Background and Overview
This project seeks to leverage Exploratory Data Analysis including visualization, feature analysis, and basic aggregations. As a small company, NEWCO is looking for where best to allocate future marketing dollars to see overindexed return on advertising spend. Analyzing the 12-month sales data (synthetic generated data) provides a solution for guiding future marketing tests towards this end. In addition to Python EDA, Tableau has been utilized to view location & customer data for Sales Representatives to contact, and/or create custom lists for promotion geared towards new sales.
See the full Tableau visualization here
Data Structure Overview
The dataset contains 8 features and 500 observations. The 8 features include string, integer and categorical data types.
Executive Summary
As a Data Analyst & Strategist tasked with providng reccomendations to NEWCO’s founder, the EDA on current e-commerce sales resulted in a relevant action plan that can be iterated in the future. From the analysis, the top 10 States by Sales Volume represented $30k in sales, while also having an evenly distributed number of customers (no outliers). Because of this, allocating higher advertising towards these regions should be tested for improved ROAS vs. underperforming states.
In addition to adjusting advertising targeting, the Sales Analysis creates segmentation of the top 20% of purchasers for the company, representing a highly engaged audience for customized marketing campaigns and / or for sales reps.
Lastly, the insights able to be generated are limited by the features and current dataset. Future customer surveys and / or data collection can be leveraged to offer new opportunities to analyze performance, while further guiding advertising targeting.
Insights Deep Dive
View the full Python EDA in Jupyter Notebook here:
Key Performance Indicators:
- Mean purchase amount was $2,500
- Minimum purchase amount: $9
- Maximum purchase amount: $4,992
- 20th percentile: $1,082
- 80th percentile: $3,950
- Total Sales: $1,250,143
Analyzing Sales Volume by Categories
Seasonality doesn’t play a factor as sales volume is relatively even across seasons.
Promotional activity also doesn’t affect sales volume as it is evenly distributed:
However, region affects sales performance, with 3 regions leading total sales volume:
Given these factors, the Python file creates a list of customers above the 80th percentile, representing highest purchasers.

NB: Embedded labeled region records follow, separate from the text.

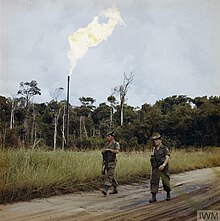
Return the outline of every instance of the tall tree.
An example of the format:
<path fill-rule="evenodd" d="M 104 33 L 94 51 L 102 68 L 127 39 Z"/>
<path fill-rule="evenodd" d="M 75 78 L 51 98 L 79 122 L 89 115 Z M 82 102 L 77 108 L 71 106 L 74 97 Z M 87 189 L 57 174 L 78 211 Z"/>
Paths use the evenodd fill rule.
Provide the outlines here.
<path fill-rule="evenodd" d="M 61 113 L 61 109 L 62 109 L 62 105 L 60 103 L 58 103 L 58 98 L 62 94 L 62 92 L 63 92 L 63 88 L 59 87 L 59 88 L 56 88 L 55 91 L 51 93 L 52 97 L 54 98 L 54 101 L 52 102 L 53 103 L 52 106 L 54 107 L 54 136 L 53 136 L 53 150 L 54 151 L 56 150 L 56 146 L 57 146 L 57 126 L 58 126 L 60 113 Z M 63 121 L 64 121 L 64 119 L 65 118 L 63 117 Z M 63 124 L 64 124 L 64 122 L 63 122 Z M 62 129 L 61 129 L 61 131 L 62 131 Z M 63 134 L 64 134 L 64 132 L 63 132 Z M 64 137 L 63 137 L 63 142 L 64 142 Z"/>
<path fill-rule="evenodd" d="M 134 79 L 134 72 L 131 72 L 129 76 L 124 73 L 123 83 L 119 87 L 115 87 L 115 93 L 119 94 L 120 98 L 120 112 L 121 112 L 121 126 L 124 121 L 124 104 L 126 101 L 126 95 L 128 93 L 129 85 L 132 83 Z"/>
<path fill-rule="evenodd" d="M 110 122 L 109 122 L 109 128 L 112 129 L 112 122 L 113 122 L 113 111 L 114 111 L 114 105 L 116 103 L 115 96 L 111 95 L 107 98 L 107 101 L 110 103 Z"/>
<path fill-rule="evenodd" d="M 34 111 L 34 106 L 33 106 L 33 111 L 31 113 L 30 111 L 30 102 L 31 99 L 35 95 L 41 95 L 41 89 L 38 88 L 37 86 L 37 81 L 32 80 L 31 82 L 20 82 L 20 90 L 18 91 L 18 95 L 21 95 L 25 99 L 25 120 L 24 120 L 24 130 L 25 130 L 25 141 L 28 142 L 28 137 L 30 135 L 31 131 L 31 142 L 32 137 L 33 137 L 33 131 L 34 131 L 34 125 L 35 125 L 35 111 Z M 32 114 L 32 122 L 31 122 L 31 115 Z M 31 124 L 31 126 L 30 126 Z"/>

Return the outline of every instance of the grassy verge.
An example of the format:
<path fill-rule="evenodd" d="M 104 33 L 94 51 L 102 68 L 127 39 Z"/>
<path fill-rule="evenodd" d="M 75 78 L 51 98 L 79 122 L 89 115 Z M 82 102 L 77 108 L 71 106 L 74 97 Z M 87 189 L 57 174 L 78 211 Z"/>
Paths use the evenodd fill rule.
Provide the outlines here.
<path fill-rule="evenodd" d="M 149 152 L 120 153 L 117 179 L 138 182 L 149 177 Z M 103 184 L 100 151 L 0 151 L 0 203 L 98 189 Z M 220 148 L 173 150 L 171 172 L 220 166 Z"/>

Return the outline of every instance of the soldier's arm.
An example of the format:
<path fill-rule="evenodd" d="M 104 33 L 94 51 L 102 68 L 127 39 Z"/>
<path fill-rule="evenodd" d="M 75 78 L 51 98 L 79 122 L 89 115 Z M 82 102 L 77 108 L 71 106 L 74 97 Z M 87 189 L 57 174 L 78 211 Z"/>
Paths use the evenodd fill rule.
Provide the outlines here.
<path fill-rule="evenodd" d="M 119 153 L 119 148 L 117 148 L 117 149 L 105 149 L 105 150 L 108 150 L 108 151 L 111 151 L 112 153 Z"/>
<path fill-rule="evenodd" d="M 119 151 L 120 151 L 120 145 L 119 145 L 119 143 L 117 143 L 115 149 L 106 149 L 106 150 L 109 150 L 109 151 L 111 151 L 112 153 L 116 153 L 116 154 L 118 154 Z"/>
<path fill-rule="evenodd" d="M 166 155 L 166 156 L 165 156 L 165 161 L 163 162 L 163 166 L 164 166 L 164 167 L 168 164 L 169 159 L 170 159 L 170 156 L 169 156 L 169 155 Z"/>

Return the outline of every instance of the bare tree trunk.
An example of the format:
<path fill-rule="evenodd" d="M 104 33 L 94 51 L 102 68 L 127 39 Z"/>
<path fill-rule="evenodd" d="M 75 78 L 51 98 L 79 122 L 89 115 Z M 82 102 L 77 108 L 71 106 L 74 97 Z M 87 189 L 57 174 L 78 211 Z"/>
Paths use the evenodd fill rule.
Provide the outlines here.
<path fill-rule="evenodd" d="M 15 103 L 14 101 L 12 101 L 12 105 L 11 105 L 11 119 L 10 119 L 10 129 L 13 129 L 14 127 L 14 122 L 15 122 L 15 118 L 14 118 L 14 115 L 15 115 Z"/>
<path fill-rule="evenodd" d="M 40 140 L 37 141 L 37 124 L 35 122 L 34 124 L 34 143 L 33 143 L 33 146 L 32 146 L 32 149 L 35 148 L 35 146 L 37 145 L 37 143 L 39 143 Z"/>
<path fill-rule="evenodd" d="M 110 107 L 110 123 L 109 123 L 110 130 L 112 129 L 112 120 L 113 120 L 113 107 L 111 105 L 111 107 Z"/>
<path fill-rule="evenodd" d="M 64 150 L 66 139 L 65 139 L 65 115 L 66 115 L 66 110 L 65 110 L 65 105 L 63 106 L 63 126 L 62 126 L 62 150 Z"/>
<path fill-rule="evenodd" d="M 85 123 L 85 117 L 84 116 L 83 116 L 83 130 L 85 132 L 86 138 L 88 138 L 88 133 L 87 133 L 87 130 L 86 130 L 86 123 Z"/>
<path fill-rule="evenodd" d="M 124 104 L 121 104 L 121 126 L 124 123 Z"/>
<path fill-rule="evenodd" d="M 55 114 L 55 117 L 54 117 L 54 136 L 53 136 L 53 150 L 54 151 L 56 150 L 56 145 L 57 145 L 57 126 L 58 126 L 58 120 L 60 117 L 60 111 L 61 111 L 61 108 L 59 109 L 58 113 Z"/>
<path fill-rule="evenodd" d="M 33 104 L 33 121 L 32 121 L 32 126 L 31 126 L 31 144 L 34 143 L 35 119 L 36 119 L 36 113 L 35 113 L 34 104 Z"/>

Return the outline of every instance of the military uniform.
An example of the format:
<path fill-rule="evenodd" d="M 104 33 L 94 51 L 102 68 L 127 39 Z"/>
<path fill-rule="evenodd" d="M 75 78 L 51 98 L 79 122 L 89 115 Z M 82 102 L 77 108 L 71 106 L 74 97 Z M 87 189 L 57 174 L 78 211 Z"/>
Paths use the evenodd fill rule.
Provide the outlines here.
<path fill-rule="evenodd" d="M 159 181 L 160 177 L 162 178 L 163 189 L 169 193 L 171 191 L 170 188 L 170 176 L 169 176 L 169 165 L 167 164 L 162 171 L 158 168 L 163 165 L 166 155 L 170 156 L 169 149 L 163 144 L 160 146 L 159 150 L 155 147 L 153 148 L 151 155 L 151 193 L 157 194 L 159 189 Z"/>
<path fill-rule="evenodd" d="M 117 141 L 114 141 L 111 144 L 107 143 L 106 149 L 119 150 L 120 145 Z M 111 151 L 104 151 L 103 154 L 103 163 L 105 165 L 104 171 L 107 172 L 105 179 L 105 186 L 113 186 L 114 189 L 117 189 L 118 182 L 115 177 L 115 168 L 116 168 L 116 153 Z"/>

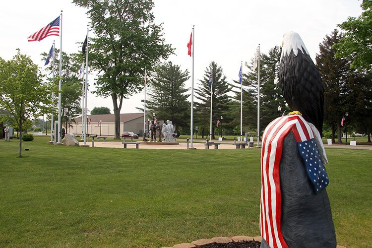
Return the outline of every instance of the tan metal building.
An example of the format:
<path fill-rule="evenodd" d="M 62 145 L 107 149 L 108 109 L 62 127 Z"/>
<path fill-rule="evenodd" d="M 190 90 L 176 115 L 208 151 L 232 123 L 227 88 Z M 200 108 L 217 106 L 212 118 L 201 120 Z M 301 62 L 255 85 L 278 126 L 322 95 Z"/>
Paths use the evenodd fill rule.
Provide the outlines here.
<path fill-rule="evenodd" d="M 114 121 L 115 116 L 113 114 L 88 115 L 87 133 L 98 136 L 115 136 Z M 81 127 L 81 117 L 75 118 L 75 122 L 76 123 L 72 122 L 67 132 L 72 133 L 75 135 L 81 135 L 83 132 Z M 121 134 L 124 131 L 131 131 L 142 136 L 143 133 L 143 113 L 121 114 Z"/>

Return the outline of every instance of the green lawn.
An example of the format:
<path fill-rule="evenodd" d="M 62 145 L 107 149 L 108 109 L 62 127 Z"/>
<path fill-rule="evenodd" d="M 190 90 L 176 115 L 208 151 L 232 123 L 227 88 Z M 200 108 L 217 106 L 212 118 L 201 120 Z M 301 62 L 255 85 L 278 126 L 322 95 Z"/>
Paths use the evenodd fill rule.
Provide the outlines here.
<path fill-rule="evenodd" d="M 0 140 L 0 247 L 159 247 L 259 235 L 259 153 Z M 25 151 L 25 148 L 29 151 Z M 372 247 L 371 151 L 330 149 L 337 243 Z"/>

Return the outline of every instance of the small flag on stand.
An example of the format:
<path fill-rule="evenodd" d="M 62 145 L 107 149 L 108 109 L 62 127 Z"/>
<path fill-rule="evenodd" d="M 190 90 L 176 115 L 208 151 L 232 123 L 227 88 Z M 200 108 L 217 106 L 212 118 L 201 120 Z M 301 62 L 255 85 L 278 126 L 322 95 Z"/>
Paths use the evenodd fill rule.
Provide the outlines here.
<path fill-rule="evenodd" d="M 85 40 L 84 41 L 84 43 L 83 43 L 83 47 L 81 49 L 81 50 L 83 52 L 83 55 L 85 55 L 85 52 L 86 51 L 86 46 L 87 46 L 87 43 L 88 42 L 88 41 L 87 40 L 87 38 L 88 38 L 88 35 L 85 37 Z"/>
<path fill-rule="evenodd" d="M 258 49 L 256 49 L 254 53 L 254 59 L 253 61 L 253 70 L 255 70 L 257 68 L 257 62 L 258 62 Z"/>
<path fill-rule="evenodd" d="M 28 41 L 40 41 L 45 37 L 55 35 L 60 36 L 60 17 L 36 33 L 28 37 Z"/>
<path fill-rule="evenodd" d="M 242 83 L 242 65 L 240 66 L 240 70 L 239 70 L 239 82 Z"/>
<path fill-rule="evenodd" d="M 81 64 L 81 67 L 80 68 L 80 70 L 79 70 L 79 76 L 78 77 L 78 78 L 82 78 L 83 77 L 83 75 L 84 74 L 84 62 L 83 62 L 83 63 Z"/>
<path fill-rule="evenodd" d="M 190 35 L 190 41 L 188 42 L 188 43 L 187 43 L 187 54 L 191 57 L 191 46 L 192 45 L 192 32 L 191 32 L 191 34 Z"/>
<path fill-rule="evenodd" d="M 53 46 L 52 45 L 52 47 L 51 48 L 51 51 L 49 51 L 49 54 L 48 55 L 48 57 L 47 57 L 47 60 L 45 61 L 45 64 L 44 64 L 44 65 L 46 65 L 47 64 L 49 63 L 49 60 L 53 56 Z"/>
<path fill-rule="evenodd" d="M 344 116 L 343 117 L 342 117 L 342 120 L 341 120 L 341 126 L 344 126 L 344 122 L 345 121 L 345 120 L 346 120 L 346 119 L 345 119 L 345 117 Z"/>

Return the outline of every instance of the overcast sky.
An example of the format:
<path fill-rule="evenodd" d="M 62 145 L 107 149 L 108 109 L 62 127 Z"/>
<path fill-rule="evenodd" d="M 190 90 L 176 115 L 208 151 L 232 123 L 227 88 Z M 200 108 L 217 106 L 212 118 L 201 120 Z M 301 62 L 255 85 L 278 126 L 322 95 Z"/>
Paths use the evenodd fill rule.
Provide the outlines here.
<path fill-rule="evenodd" d="M 70 0 L 6 0 L 0 8 L 0 57 L 8 60 L 15 49 L 30 56 L 44 68 L 40 54 L 50 49 L 53 40 L 60 48 L 60 38 L 47 37 L 41 42 L 28 42 L 27 37 L 57 18 L 63 10 L 62 51 L 76 53 L 77 42 L 84 41 L 89 19 L 86 9 Z M 186 45 L 195 25 L 194 88 L 211 61 L 223 69 L 227 80 L 238 79 L 241 61 L 249 62 L 258 44 L 261 53 L 280 46 L 283 34 L 293 31 L 300 34 L 313 60 L 319 43 L 337 24 L 362 12 L 361 1 L 356 0 L 154 0 L 157 23 L 163 23 L 166 42 L 176 49 L 169 60 L 183 70 L 191 72 L 190 57 Z M 247 68 L 244 68 L 243 72 Z M 95 75 L 89 75 L 93 85 Z M 191 79 L 186 82 L 191 88 Z M 89 89 L 90 90 L 93 89 Z M 125 100 L 121 113 L 138 112 L 142 91 Z M 113 112 L 111 98 L 93 94 L 88 96 L 88 109 L 107 107 Z"/>

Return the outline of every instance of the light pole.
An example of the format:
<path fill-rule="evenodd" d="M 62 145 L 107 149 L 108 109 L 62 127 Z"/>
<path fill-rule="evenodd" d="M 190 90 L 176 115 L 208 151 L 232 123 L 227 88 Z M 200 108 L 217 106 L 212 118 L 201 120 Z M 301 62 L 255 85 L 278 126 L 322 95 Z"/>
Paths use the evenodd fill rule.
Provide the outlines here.
<path fill-rule="evenodd" d="M 147 137 L 150 137 L 150 118 L 147 119 Z"/>
<path fill-rule="evenodd" d="M 345 116 L 346 116 L 346 117 L 347 117 L 348 116 L 349 116 L 349 113 L 348 113 L 348 112 L 345 113 Z M 346 133 L 346 137 L 345 138 L 346 139 L 346 143 L 347 144 L 347 143 L 348 143 L 348 128 L 347 128 L 347 127 L 346 126 L 346 118 L 345 118 L 345 132 Z"/>
<path fill-rule="evenodd" d="M 101 133 L 102 131 L 102 120 L 100 120 L 100 136 L 101 135 Z"/>
<path fill-rule="evenodd" d="M 88 123 L 88 119 L 89 118 L 89 117 L 88 117 L 88 116 L 86 116 L 86 133 L 87 133 L 87 135 L 88 134 L 88 124 L 89 124 Z"/>
<path fill-rule="evenodd" d="M 222 116 L 221 116 L 221 137 L 222 137 L 222 119 L 223 119 L 223 117 Z"/>

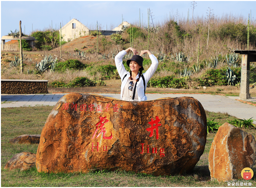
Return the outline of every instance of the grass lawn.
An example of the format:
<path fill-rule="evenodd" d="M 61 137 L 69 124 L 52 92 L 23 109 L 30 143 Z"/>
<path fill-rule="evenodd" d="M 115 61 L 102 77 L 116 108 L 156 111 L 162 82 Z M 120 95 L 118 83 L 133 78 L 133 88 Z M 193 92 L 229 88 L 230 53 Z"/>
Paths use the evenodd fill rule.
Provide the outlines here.
<path fill-rule="evenodd" d="M 215 134 L 207 135 L 204 151 L 192 172 L 182 175 L 155 177 L 143 173 L 103 169 L 87 174 L 38 173 L 35 167 L 20 172 L 4 167 L 15 154 L 22 152 L 36 153 L 38 144 L 13 144 L 10 140 L 24 134 L 40 134 L 52 106 L 20 107 L 1 109 L 1 184 L 2 187 L 223 187 L 227 182 L 211 181 L 208 155 Z M 207 119 L 222 124 L 234 118 L 227 114 L 206 111 Z M 244 129 L 255 137 L 256 130 Z M 256 174 L 256 166 L 253 170 Z M 254 176 L 249 182 L 256 185 Z"/>

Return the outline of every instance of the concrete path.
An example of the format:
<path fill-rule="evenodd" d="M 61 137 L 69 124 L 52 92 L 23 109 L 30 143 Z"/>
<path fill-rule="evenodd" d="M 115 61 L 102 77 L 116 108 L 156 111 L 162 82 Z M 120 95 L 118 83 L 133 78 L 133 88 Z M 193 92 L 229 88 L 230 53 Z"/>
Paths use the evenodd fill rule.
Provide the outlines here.
<path fill-rule="evenodd" d="M 1 108 L 54 106 L 62 96 L 68 93 L 1 95 Z M 119 99 L 119 93 L 99 95 Z M 205 110 L 214 112 L 227 112 L 239 119 L 256 119 L 256 106 L 236 100 L 239 97 L 224 96 L 207 94 L 147 94 L 148 100 L 165 97 L 192 97 L 198 100 Z M 256 124 L 256 121 L 254 121 Z"/>

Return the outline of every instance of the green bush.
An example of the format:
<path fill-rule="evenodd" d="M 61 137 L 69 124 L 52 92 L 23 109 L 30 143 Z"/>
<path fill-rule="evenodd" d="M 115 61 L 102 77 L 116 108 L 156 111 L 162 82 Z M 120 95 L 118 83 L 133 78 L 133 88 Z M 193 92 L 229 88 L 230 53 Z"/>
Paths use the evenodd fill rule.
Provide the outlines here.
<path fill-rule="evenodd" d="M 99 72 L 103 79 L 118 79 L 119 78 L 116 68 L 111 65 L 92 65 L 87 67 L 86 70 L 89 71 L 92 75 L 95 75 L 97 73 Z"/>
<path fill-rule="evenodd" d="M 129 40 L 130 40 L 130 33 L 131 33 L 131 37 L 132 37 L 132 34 L 133 39 L 139 37 L 140 37 L 144 39 L 146 38 L 146 36 L 141 32 L 141 30 L 139 28 L 130 27 L 127 29 L 126 31 L 127 31 L 127 33 L 129 34 Z"/>
<path fill-rule="evenodd" d="M 225 75 L 225 71 L 211 69 L 207 70 L 201 77 L 195 79 L 199 81 L 199 86 L 227 85 L 227 79 L 224 76 Z"/>
<path fill-rule="evenodd" d="M 158 79 L 151 79 L 148 83 L 148 87 L 156 88 L 188 89 L 188 78 L 177 78 L 173 76 L 164 76 Z"/>
<path fill-rule="evenodd" d="M 41 46 L 41 49 L 44 50 L 47 50 L 48 51 L 50 51 L 52 49 L 51 46 L 47 45 L 43 45 Z"/>
<path fill-rule="evenodd" d="M 83 69 L 87 66 L 76 59 L 70 59 L 58 62 L 55 67 L 56 70 L 64 72 L 67 69 L 71 70 Z"/>
<path fill-rule="evenodd" d="M 101 35 L 101 34 L 102 33 L 101 33 L 98 31 L 98 36 Z M 96 37 L 97 36 L 97 31 L 93 31 L 91 32 L 91 35 L 94 36 L 94 37 Z"/>
<path fill-rule="evenodd" d="M 76 77 L 68 84 L 69 87 L 88 86 L 93 85 L 92 81 L 86 77 Z"/>
<path fill-rule="evenodd" d="M 120 44 L 123 42 L 122 35 L 121 34 L 113 33 L 110 36 L 110 38 L 111 40 L 116 42 L 117 44 Z"/>
<path fill-rule="evenodd" d="M 18 40 L 19 48 L 20 49 L 20 40 Z M 23 50 L 24 51 L 31 51 L 32 50 L 31 48 L 29 46 L 28 43 L 25 39 L 21 39 L 21 47 Z"/>
<path fill-rule="evenodd" d="M 100 80 L 89 79 L 86 77 L 76 77 L 73 80 L 66 83 L 62 80 L 55 80 L 49 84 L 49 86 L 53 87 L 69 88 L 88 87 L 95 86 L 106 85 L 104 81 Z"/>

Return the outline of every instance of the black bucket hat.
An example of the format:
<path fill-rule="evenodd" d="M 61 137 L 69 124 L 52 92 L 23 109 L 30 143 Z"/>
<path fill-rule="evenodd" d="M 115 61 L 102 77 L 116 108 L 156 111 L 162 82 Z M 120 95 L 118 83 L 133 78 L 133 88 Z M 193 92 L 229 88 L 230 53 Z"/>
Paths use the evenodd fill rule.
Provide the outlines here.
<path fill-rule="evenodd" d="M 144 68 L 143 68 L 143 58 L 142 57 L 140 56 L 139 55 L 133 55 L 131 59 L 128 59 L 126 62 L 126 63 L 129 67 L 130 67 L 130 65 L 131 61 L 135 61 L 141 66 L 140 68 L 140 70 L 142 71 L 144 70 Z"/>

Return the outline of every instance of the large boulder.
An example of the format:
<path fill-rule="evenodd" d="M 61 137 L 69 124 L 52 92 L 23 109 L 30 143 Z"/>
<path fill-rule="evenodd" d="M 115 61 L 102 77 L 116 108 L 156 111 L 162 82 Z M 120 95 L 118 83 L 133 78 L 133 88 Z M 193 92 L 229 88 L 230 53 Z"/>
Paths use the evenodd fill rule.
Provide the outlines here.
<path fill-rule="evenodd" d="M 36 166 L 49 173 L 101 168 L 181 174 L 203 154 L 206 128 L 204 108 L 193 98 L 130 102 L 69 94 L 46 120 Z"/>
<path fill-rule="evenodd" d="M 22 171 L 31 168 L 35 164 L 36 154 L 22 152 L 12 157 L 7 162 L 4 168 L 10 170 L 18 169 Z"/>
<path fill-rule="evenodd" d="M 252 168 L 255 160 L 256 142 L 252 135 L 228 123 L 219 127 L 209 153 L 212 180 L 242 179 L 242 170 Z"/>
<path fill-rule="evenodd" d="M 18 144 L 39 144 L 40 134 L 23 134 L 10 140 L 10 143 Z"/>

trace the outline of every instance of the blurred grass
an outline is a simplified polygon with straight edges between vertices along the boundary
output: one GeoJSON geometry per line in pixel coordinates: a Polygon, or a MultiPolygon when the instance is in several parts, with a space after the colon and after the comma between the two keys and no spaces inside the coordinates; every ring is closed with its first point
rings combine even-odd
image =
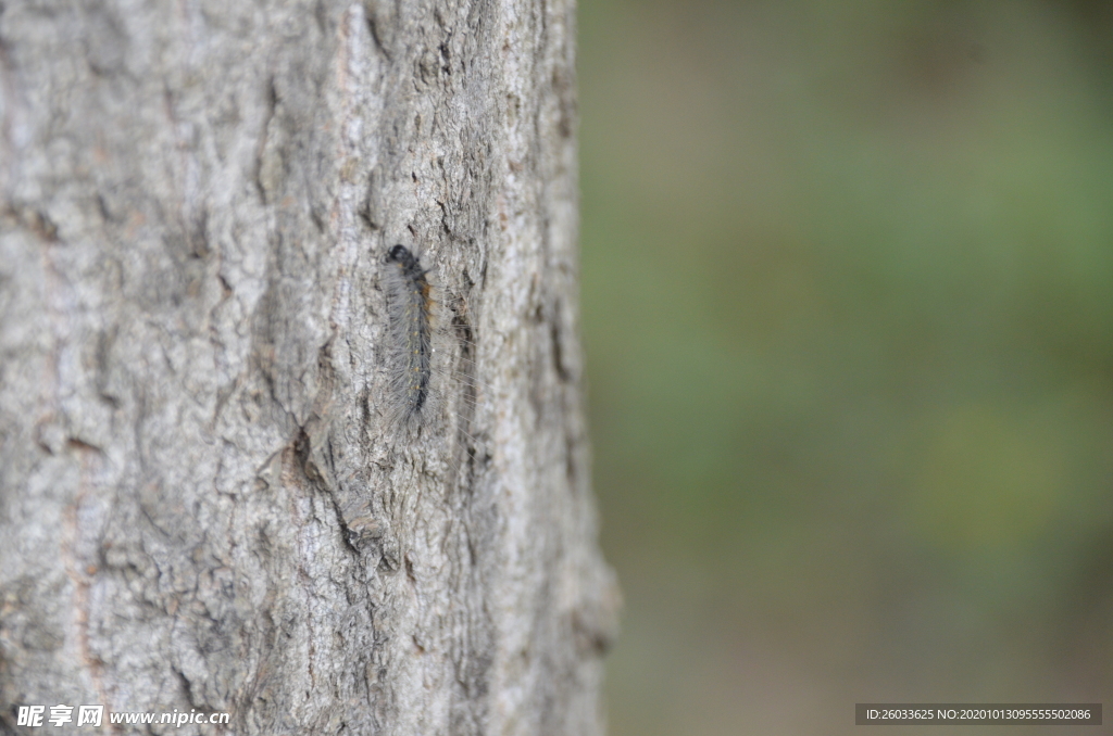
{"type": "Polygon", "coordinates": [[[581,0],[613,736],[1109,692],[1111,19],[581,0]]]}

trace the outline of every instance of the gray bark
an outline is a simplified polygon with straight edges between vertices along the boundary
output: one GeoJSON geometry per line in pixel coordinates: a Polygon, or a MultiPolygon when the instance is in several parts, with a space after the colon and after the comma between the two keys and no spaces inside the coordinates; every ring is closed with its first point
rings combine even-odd
{"type": "Polygon", "coordinates": [[[0,729],[602,732],[573,39],[571,0],[0,3],[0,729]]]}

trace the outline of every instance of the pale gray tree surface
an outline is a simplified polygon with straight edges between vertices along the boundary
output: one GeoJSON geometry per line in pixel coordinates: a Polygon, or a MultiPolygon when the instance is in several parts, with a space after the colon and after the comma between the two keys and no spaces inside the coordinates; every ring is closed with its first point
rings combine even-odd
{"type": "Polygon", "coordinates": [[[602,732],[573,39],[563,0],[0,3],[0,728],[602,732]]]}

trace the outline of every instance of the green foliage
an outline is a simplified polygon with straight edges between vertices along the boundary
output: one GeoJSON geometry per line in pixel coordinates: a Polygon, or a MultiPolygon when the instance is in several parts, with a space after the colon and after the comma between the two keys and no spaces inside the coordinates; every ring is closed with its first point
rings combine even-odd
{"type": "Polygon", "coordinates": [[[1113,684],[1111,79],[1066,7],[581,3],[614,734],[1113,684]]]}

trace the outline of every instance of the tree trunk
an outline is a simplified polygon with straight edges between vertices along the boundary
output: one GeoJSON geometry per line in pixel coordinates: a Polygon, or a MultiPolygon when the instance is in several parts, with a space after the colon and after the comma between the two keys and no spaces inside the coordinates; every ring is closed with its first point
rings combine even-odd
{"type": "Polygon", "coordinates": [[[573,38],[571,0],[0,3],[0,728],[602,732],[573,38]]]}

Additionally, the top 10 states all have above 30k in sales revenue, while not having outliers in terms of total number of customers, representing best advertising targets for future tests.
Recommendations
To maximize return on advertising spend, Region & State are the best opportunities to focus future advertising spend on the best performers.
The Top 10 States from this analysis each drove $30k in sales, and improved advertising in the states should be tested for higher ROI than other regions.
- The current dataset does not include data on repeat customers, demographic data, or sales channel - all of which could be additional factors to investigate for additional marketing optimization.
- Testing on our initial assumptions can be done in parallel with additional data collection. The recommendation to NEWCO would be to allocate a higher percentage of advertising spend towards the top 10 states, while also running promotional campaigns customer wide for surveys to collect additional data. This survey data can also be leveraged to guide brand marketing activities (outside of performance marketing).